Le blanc de la perte de soi
« L’autre face de ce symbole, c’est le blanc de la matière indécise, celui des fantômes et des revenants qui viennent réclamer justice ou sépulture », écrit Michel Pastoureau. Dans certaines cultures, le blanc est la couleur du deuil et de la mort. Elle n’est plus seulement ce qui recouvre mais ce qui annule, efface. Un délabrement qui se manifeste aussi par la dépigmentation de la Grande Barrière de corail, en Australie, qui perd graduellement son éclat. En l’occurrence, il ne s’agit plus du blanc recouvrant une couleur, mais du blanc-gris qui apparaît lorsque celle-ci s’efface. La couleur mi-blanchâtre mi-grisâtre qui en ressort est un blanc négatif, témoignant d’un manque.

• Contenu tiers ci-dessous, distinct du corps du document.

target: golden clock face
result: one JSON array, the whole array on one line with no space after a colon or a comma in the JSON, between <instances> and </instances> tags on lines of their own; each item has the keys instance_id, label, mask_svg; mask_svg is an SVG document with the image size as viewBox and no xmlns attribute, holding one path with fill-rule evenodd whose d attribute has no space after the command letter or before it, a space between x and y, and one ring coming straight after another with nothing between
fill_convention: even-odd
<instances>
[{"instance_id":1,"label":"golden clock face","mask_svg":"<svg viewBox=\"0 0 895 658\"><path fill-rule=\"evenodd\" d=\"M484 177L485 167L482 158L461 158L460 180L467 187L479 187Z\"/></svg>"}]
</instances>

Ce désespoir auquel renvoie la blancheur céleste – mais aussi maritime – peut aussi affecter les humains. C’est que ce qu’explique le sociologue David Le Breton dans son essai Disparaître de soi, une tentation contemporaine (Métailié, 2015) : « J’appellerai blancheur cet état d’absence à soi plus ou moins prononcé, le fait de prendre congé de soi sous une forme ou sous une autre à cause de la difficulté ou de la pénibilité d’être soi. » Le blancheur est dès lors la couleur de la perte – non pas de la nature ni du monde, mais de soi-même. Un univers sans nuance et sans relief a pour effet de mettre les êtres au repos d’eux-mêmes, de les vider de leur énergie vitale. « La blancheur répond au sentiment de saturation, de trop-plein éprouvé par l’individu », poursuit Le Breton. Le blanc apparaît ainsi comme la couleur de l’abandon. Sans sollicitation colorée, l’individu « disparaît dans le blank (en anglais : espace inoccupé, vide). Il maintient son existence comme une page blanche pour ne pas se perdre ou courir le risque d’être impliqué, d’être touché par le monde ». Là ou la couleur nous engage, la blancheur nous plonge dans le flou de l’indifférence et de la démission.
Le blanc sans mystère
Les couleurs de la nature sont à l’origine de la curiosité du monde. C’est la beauté du corail des mers et du bleu du ciel qui nous pousse à nous plonger dans les menus détails de la nature autour de nous. Dans sa Phénoménologie de la perception (1945), le philosophe Maurice Merleau-Ponty évoque les sensations de celui qui se perd dans l’observation des cieux : « Moi qui contemple le bleu du ciel, […] je m’abandonne à lui, je m’enfonce dans ce mystère. » Là où le blanc nous efface, le bleu céleste nous emplit. Lorsque j’observe le ciel, « je suis le ciel même qui se rassemble, se recueille […], ma conscience est engorgée par ce bleu illimité », s’enthousiasme le penseur. Cette plénitude ressentie au contact des couleurs de la nature nous relie à elle, tisse un lien perceptif entre l’humanité et son environnement. Le ciel de Merleau-Ponty, « sous-tendu par [s]on regard qui le parcourt et l’habite », devient ainsi le « milieu d’une certaine vibration vitale que [s]on corps adopte ». Ce courant d’énergie qui parcourt l’observateur du ciel peut être le moteur d’un impératif : tu ne toucheras pas à ce bleu du ciel, tu te battras pour qu’il reste vif et vibrant. « Brouillards, montez ! versez vos cendres monotones […]. Le ciel est mort », écrivait le poète Stéphane Mallarmé. À chacun de s’engager contre ces funérailles annoncées, afin de maintenir « de l’éternel azur la sereine ironie ».